KUMALANEWS.ID, KUTAI KARTANEGARA – Guna mengembangkan kearifan lokal, salah satu desa di Kutai Kartanegara (Kukar), terus melakukan pengembangan potensi serta pembangunan destinasi wisata alam.
Pasalnya, kolam bekas tambang batu bara disulap menjadi objek wisata yang indah dan menawan.
Destinasi wisata ini bernama Danau Kumbara, yang berlokasi di Desa Kota Bangun III, Kecamatan Kota Bangun Darat.
Objek wisata ini juga memadukan keindahan danau dengan alam sekitarnya, yang hijau dan sejuk, memberikan suasana tenang dan menyegarkan.
Pengunjung dapat menikmati berbagai fasilitas yang tersedia untuk bersantai, berfoto, atau sekedar menikmati pesona alam yang masih asri.
Di sepanjang tepi danau tersedia jembatan yang dapat dijadikan tempat berjalan santai sambil memberi makan ikan yang berenang di kolam.
Di area ini juga tersedia lahan untuk camping, menjadikan danau kumbara sebagai tempat favorit untuk liburan keluarga atau kegiatan outdoor.
Danau kumbara dikembangkan sejak tahun 2021, dari kolam bekas galian tambang batu bara, oleh Pemerintah Desa Kota Bangun III.
Dalam pengelolaannya, danau ini dikelola oleh Kelompok Sadar Wisata (Pokdarwis) Mahardika dengan mengusung konsep wisata berbasis kearifan lokal.
Pembangunannya menggunakan anggaran desa, namun dilaksanakan secara gotong royong bersama warga setempat.
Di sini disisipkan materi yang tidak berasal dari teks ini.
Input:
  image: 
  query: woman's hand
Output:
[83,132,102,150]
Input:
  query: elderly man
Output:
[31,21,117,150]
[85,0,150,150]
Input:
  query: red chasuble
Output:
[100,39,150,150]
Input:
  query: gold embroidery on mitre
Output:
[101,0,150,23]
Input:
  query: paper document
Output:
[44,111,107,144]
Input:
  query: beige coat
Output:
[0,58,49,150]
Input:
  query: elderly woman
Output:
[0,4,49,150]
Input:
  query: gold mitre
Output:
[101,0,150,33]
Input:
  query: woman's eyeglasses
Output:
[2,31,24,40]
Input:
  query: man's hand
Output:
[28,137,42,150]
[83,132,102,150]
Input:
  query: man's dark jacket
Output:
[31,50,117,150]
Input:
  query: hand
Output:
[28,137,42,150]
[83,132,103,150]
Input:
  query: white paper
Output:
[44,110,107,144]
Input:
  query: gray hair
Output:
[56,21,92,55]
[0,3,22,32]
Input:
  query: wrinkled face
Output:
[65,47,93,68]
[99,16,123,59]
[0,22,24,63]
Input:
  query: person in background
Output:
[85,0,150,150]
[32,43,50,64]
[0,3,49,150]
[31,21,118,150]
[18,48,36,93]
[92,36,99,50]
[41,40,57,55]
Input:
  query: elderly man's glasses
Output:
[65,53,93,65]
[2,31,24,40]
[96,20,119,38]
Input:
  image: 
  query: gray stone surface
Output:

“Pengunjung yang datang ke Danau Kumbara ini berasal dari berbagai wilayah di Kaltim, dan harga tiketnya pun sangat terjangkau, hanya Rp5.000 termasuk parkir,” ungkap Kepala Desa Kota Bangun III, Lilik Hendrawanto.
Dengan harga tiket yang ramah di kantong, Danau Kumbara terbuka untuk umum setiap hari dan menjadi alternatif wisata yang efektif untuk menggerakkan ekonomi desa.
Pengembangan destinasi ini diharapkan dapat memberikan manfaat ekonomi bagi masyarakat, sekaligus menjadi sumber pendapatan asli desa.
Jadi, bagi anda yang ingin menikmati keindahan alam yang masih asri di tengah Kalimantan Timur, Danau Kumbara di Desa Kota Bangun III, Kecamatan Kota Bangun Darat, Kukar, bisa menjadi pilihan wisata anda selanjutnya.